Hi i have three girls i have called them pineapple coconut and kiwi they're names came from a flavour of fruit drink my wife drinks i didn't name them until i had them for a day or so you're names will come to you as you get to know them and they're personally


----------



## ChloeJ (Sep 27, 2017)

I prefer giving my pets "human names" so that means I usually wait a few days after I get them and get the opportunity to hold them and then I name them. I never name mine allusions to literature/movies, foods, off of their looks (like dogs with the name Spot), etc. My male rats right now have the names of Beau and Ace. The female names I've used in the past are Abella and Primrose. Each have little thought processes but I'll only say one so that it gives you the main idea. Prim was my first hamster and she was the first pet I got to take care of at the time. "Prim" is derived from the Latin word "primus" meaning "first". I thought the "rose" part would display how fragile and beautiful she was. Maybe you could do something similar like in thought process?


----------



## Lunchy (Aug 28, 2017)

I named my first 2 boys Rick and Morty after the TV show, lol. One was a roan so Rick suited him, and Morty is a black Berkshire so the colours matched the show, and after some time we realised that the personalities kind of match too which is nice. We adopted a 15 week old boy in July and he was already named Charlie, and we're on a waiting list to get 2 more males from a breeder, and I want to call them Dennis and Mac - so with Charlie, they match the guys from It's Always Sunny in Philadelphia. Charlie is a crazy daft thing so his personality would suit too, so it would just be up to Dennis and Mac to be like their characters lol. I like people names for rats so taking names from groups of people in TV shows works out well for us  maybe you could do something similar?


----------



## madcow_87 (Dec 14, 2016)

We usually just make a list of names we like and if any of them fit the rat, it gets picked. Our latest three are Penny, Badger, and Lorelai.


----------



## Lara (May 15, 2017)

Aww, those are such cute ideas! I love the bird name theme. I ended up naming the Dove Berkshire Quill and the Dalmatian Panda. I'm not quite sure about the siamese yet, but I'm sure I'll come up with something


----------



## Topple (Jan 11, 2018)

I love themed names! I would think of something you are interested in, like a hobby, and pick three cute related words for names


----------



## mewmew_chan (Aug 20, 2017)

Food: Soy, Wasabi, & Ishiru (all Japanese, Ishiru is a fish sauce). Ham, Pork, & Bacon (all, obviously, pig meat). Navy, Pinto, & Green. (all beans). Graham, Chocolate, Marshmallow (S'mores!)
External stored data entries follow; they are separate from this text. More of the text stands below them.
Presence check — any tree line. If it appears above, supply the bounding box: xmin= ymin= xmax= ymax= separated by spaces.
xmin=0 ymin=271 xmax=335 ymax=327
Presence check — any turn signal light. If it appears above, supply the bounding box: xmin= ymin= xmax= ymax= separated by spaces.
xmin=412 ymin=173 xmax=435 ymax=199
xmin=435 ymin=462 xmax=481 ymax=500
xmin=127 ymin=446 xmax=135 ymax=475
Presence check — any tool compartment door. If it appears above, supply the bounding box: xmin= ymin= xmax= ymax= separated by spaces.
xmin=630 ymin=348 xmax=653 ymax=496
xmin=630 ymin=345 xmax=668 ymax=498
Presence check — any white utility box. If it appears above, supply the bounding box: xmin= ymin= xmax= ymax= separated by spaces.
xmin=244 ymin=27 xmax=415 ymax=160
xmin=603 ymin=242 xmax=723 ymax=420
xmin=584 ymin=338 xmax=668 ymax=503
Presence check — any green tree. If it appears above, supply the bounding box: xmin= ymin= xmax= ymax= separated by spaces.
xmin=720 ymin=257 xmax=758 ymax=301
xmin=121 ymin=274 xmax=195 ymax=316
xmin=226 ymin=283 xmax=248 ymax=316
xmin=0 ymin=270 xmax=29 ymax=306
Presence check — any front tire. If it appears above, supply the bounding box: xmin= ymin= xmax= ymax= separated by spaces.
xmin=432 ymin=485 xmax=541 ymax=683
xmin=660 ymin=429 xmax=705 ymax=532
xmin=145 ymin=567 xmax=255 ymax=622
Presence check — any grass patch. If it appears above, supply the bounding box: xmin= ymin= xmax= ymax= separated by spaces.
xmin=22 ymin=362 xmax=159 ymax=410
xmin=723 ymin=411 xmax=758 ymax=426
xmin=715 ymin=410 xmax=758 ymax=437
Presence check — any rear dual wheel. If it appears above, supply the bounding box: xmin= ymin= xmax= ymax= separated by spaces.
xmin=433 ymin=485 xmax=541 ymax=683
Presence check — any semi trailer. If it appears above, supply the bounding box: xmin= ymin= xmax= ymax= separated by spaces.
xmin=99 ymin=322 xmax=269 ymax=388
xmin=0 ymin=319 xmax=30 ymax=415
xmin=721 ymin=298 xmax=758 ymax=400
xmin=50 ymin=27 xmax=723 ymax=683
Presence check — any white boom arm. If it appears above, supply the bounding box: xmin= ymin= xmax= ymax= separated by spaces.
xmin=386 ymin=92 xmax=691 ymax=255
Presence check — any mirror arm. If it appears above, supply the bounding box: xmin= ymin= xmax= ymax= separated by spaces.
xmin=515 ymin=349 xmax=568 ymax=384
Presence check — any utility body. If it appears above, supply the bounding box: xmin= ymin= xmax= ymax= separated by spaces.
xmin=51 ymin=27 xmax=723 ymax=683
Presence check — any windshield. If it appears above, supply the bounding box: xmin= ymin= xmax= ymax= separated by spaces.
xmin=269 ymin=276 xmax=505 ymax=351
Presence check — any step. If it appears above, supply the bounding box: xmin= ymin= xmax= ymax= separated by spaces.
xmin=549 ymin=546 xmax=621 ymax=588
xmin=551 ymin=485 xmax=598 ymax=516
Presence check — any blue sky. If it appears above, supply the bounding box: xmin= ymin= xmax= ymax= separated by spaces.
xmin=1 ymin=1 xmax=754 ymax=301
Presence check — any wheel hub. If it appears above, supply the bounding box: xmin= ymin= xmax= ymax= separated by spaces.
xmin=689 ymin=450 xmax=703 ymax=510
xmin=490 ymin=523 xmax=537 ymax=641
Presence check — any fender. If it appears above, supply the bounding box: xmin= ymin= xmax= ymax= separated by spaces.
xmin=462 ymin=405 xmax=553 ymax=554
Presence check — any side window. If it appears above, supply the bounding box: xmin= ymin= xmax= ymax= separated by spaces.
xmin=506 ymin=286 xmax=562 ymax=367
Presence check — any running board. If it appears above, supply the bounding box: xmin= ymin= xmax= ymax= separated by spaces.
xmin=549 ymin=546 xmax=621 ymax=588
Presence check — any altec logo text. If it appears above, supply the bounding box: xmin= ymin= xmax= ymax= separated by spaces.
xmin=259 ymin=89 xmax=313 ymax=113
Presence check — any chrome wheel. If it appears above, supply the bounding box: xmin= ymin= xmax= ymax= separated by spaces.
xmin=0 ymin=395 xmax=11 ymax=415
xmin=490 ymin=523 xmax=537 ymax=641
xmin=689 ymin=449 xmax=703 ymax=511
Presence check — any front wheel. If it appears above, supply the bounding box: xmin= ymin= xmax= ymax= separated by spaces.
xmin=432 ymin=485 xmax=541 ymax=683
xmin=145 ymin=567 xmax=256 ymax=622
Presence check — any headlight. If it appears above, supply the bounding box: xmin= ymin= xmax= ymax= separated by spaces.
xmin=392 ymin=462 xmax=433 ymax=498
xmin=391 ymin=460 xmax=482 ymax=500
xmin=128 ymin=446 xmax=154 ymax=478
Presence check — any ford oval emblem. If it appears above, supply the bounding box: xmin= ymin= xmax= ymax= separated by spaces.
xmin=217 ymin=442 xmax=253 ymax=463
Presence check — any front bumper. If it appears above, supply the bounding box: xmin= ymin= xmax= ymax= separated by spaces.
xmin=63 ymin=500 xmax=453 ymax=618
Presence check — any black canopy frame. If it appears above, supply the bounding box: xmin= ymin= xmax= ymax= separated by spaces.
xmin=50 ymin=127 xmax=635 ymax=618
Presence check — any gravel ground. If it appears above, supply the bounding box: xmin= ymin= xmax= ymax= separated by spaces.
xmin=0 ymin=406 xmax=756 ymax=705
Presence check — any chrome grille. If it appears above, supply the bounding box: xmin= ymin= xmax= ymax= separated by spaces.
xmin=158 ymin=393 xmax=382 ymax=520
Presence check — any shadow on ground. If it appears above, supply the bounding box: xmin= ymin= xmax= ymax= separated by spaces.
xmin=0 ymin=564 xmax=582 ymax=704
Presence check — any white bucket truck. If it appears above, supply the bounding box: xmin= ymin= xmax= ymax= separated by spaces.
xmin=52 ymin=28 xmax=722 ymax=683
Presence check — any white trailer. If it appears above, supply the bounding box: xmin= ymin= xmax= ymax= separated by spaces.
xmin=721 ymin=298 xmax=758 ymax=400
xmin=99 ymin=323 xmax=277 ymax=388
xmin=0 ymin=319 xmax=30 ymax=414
I'll make some more later.


----------



## Basiltheplant (Jan 2, 2017)

Brioche, Pita, and Toast!

But in reality I typically wait until I realize what _their_ name is, if that makes sense. Like the first name that comes to mind when I look at them or the name that just fits them. My first two girls went two weeks without names because I wasn't looking for specifically a cute name or a cool name, I was just looking for _their _name. I have done this with the majority of my pets and so far I have not felt any regret in name choice (except for my cat that I let my Aunt name, I should have named her Elly Phant, not Lucy Fur)


----------